Ils n’avaient pas prononcé une parole. Quelqu’un, au-dessus d’eux, les avait unis sans leur demander leur acquiescement. Ce n’était pas une union de mari et de femme, ni de maîtresse et d’amant. C’était le rapprochement de deux compagnons ou, plutôt, de deux âmes de compagnons, de deux êtres sans forme visible qui n’ont pas besoin pour faire cause commune de la parole ou du regard.

Cette vie inconsciente persista quand ils eurent repris dans l’auto leurs places respectives. Georges ne pensait certainement à rien et les lumières d’Innsbruck arrivèrent au-devant de lui comme dans un rêve.

Pourtant ce somnambulisme spécial, qui séparait sa vie songeuse de sa vie agissante, ne l’empêcha pas et même lui permit d’entamer une discussion énergique et de faire preuve d’une autorité inaccoutumée au cours d’une algarade avec un gérant mal complaisant qui voulait leur coller de mauvaises chambres.

Après des semblants de recherches désespérées, on finit par leur trouver, au premier étage, les trois chambres les plus confortables de la maison.

Ces dames paraissaient fatiguées et demandèrent à prendre une tasse de thé dans leurs appartements. Georges, qui n’avait pas faim, dit qu’il avait faim pour rester seul. Il avait besoin de faire son petit inventaire et de mettre un peu d’ordre dans ses idées et ses sentiments.

Attablé au restaurant de l’hôtel, il se mit à manger, ne pensant à rien. Une fois de plus, il se reposait, sous prétexte de réflexion. Cependant, à la fin du repas, il réveilla sérieusement son intelligence et, par devoir, la ramena au travail.

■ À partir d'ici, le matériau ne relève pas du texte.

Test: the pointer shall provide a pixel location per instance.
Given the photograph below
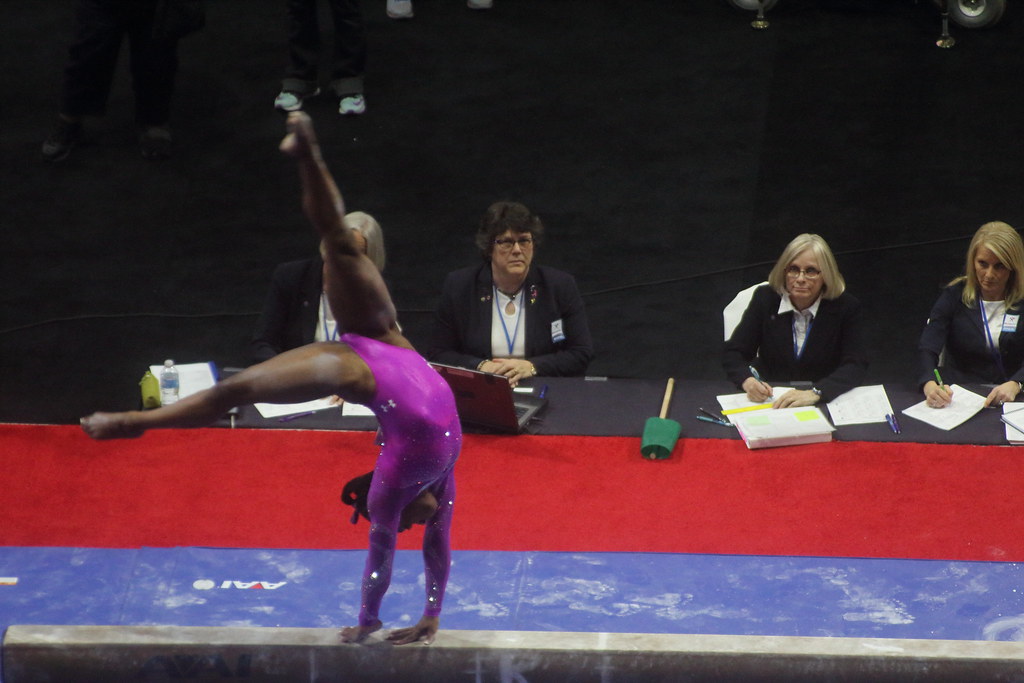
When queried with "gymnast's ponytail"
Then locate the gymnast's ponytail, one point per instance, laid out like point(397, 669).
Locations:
point(355, 493)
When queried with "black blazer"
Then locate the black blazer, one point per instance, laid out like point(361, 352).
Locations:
point(462, 326)
point(291, 311)
point(833, 358)
point(953, 327)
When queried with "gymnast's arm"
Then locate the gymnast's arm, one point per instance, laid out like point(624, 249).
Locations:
point(354, 287)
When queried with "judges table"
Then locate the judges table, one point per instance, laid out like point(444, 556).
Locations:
point(606, 407)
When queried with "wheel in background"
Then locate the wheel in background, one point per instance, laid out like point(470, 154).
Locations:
point(752, 5)
point(976, 13)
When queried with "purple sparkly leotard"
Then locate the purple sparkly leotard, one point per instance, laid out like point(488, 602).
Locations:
point(422, 438)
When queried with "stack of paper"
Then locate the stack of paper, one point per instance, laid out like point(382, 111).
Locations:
point(785, 426)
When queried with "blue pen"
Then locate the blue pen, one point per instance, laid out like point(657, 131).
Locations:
point(289, 418)
point(715, 418)
point(891, 419)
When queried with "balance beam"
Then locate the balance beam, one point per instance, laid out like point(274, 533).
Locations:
point(100, 654)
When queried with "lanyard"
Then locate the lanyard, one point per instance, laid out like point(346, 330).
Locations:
point(510, 340)
point(328, 335)
point(798, 350)
point(992, 347)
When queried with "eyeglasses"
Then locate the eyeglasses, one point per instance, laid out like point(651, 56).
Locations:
point(794, 271)
point(505, 244)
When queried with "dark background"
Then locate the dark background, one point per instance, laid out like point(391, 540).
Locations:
point(671, 150)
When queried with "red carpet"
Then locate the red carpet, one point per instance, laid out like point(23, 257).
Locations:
point(271, 488)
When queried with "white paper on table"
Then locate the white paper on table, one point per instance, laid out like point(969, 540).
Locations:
point(860, 406)
point(786, 426)
point(355, 411)
point(964, 406)
point(282, 410)
point(731, 401)
point(193, 377)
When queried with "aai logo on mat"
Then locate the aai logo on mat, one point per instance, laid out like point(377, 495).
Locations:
point(208, 585)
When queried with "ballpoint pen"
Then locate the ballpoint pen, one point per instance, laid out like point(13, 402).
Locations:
point(747, 409)
point(711, 417)
point(289, 418)
point(891, 419)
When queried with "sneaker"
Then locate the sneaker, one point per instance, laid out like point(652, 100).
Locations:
point(155, 142)
point(399, 9)
point(352, 104)
point(64, 138)
point(289, 100)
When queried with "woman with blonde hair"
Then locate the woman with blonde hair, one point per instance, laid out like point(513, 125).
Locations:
point(803, 326)
point(974, 328)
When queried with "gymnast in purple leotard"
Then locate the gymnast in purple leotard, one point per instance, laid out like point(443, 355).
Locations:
point(422, 437)
point(413, 481)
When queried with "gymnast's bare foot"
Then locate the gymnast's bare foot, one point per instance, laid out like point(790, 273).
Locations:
point(300, 140)
point(356, 634)
point(110, 425)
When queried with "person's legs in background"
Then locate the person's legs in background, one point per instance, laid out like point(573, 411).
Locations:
point(154, 68)
point(92, 58)
point(348, 60)
point(303, 52)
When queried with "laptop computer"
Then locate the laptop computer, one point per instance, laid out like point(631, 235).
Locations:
point(484, 399)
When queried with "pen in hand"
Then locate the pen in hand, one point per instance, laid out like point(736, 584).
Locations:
point(757, 376)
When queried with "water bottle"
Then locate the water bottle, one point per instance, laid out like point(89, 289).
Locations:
point(168, 383)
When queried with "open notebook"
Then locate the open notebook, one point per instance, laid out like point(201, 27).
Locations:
point(484, 399)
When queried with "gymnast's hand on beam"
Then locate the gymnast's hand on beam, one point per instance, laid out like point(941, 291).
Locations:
point(110, 425)
point(424, 631)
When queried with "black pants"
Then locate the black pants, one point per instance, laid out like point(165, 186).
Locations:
point(348, 58)
point(100, 28)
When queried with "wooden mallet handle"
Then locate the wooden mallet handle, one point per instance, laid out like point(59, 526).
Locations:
point(668, 397)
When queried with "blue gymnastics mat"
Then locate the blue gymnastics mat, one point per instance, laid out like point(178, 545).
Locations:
point(520, 591)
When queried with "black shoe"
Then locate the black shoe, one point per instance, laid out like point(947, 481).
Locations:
point(64, 138)
point(155, 142)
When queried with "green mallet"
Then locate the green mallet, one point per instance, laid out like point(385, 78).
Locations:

Son effort d’esprit fut facilité par une bonne bouteille de vin du Rhin, qui fit de cette réflexion une sorte de rêve vagabond, que la pensée suit avec une paresse heureuse au lieu de le diriger.

Exalté, Georges revécut l’instant émouvant où, après cette sorte d’aveu de Béatrice, il s’était senti uni à elle par un lien si pur.

Il se glorifiait de se trouver ainsi dans une aventure si haute, si exceptionnelle, si dégagée des préjugés humains et des appétits animaux du restant des hommes.

Il regardait les autres dîneurs avec l’air indulgent d’un souverain qui voyage incognito et qui est même seul à connaître son titre.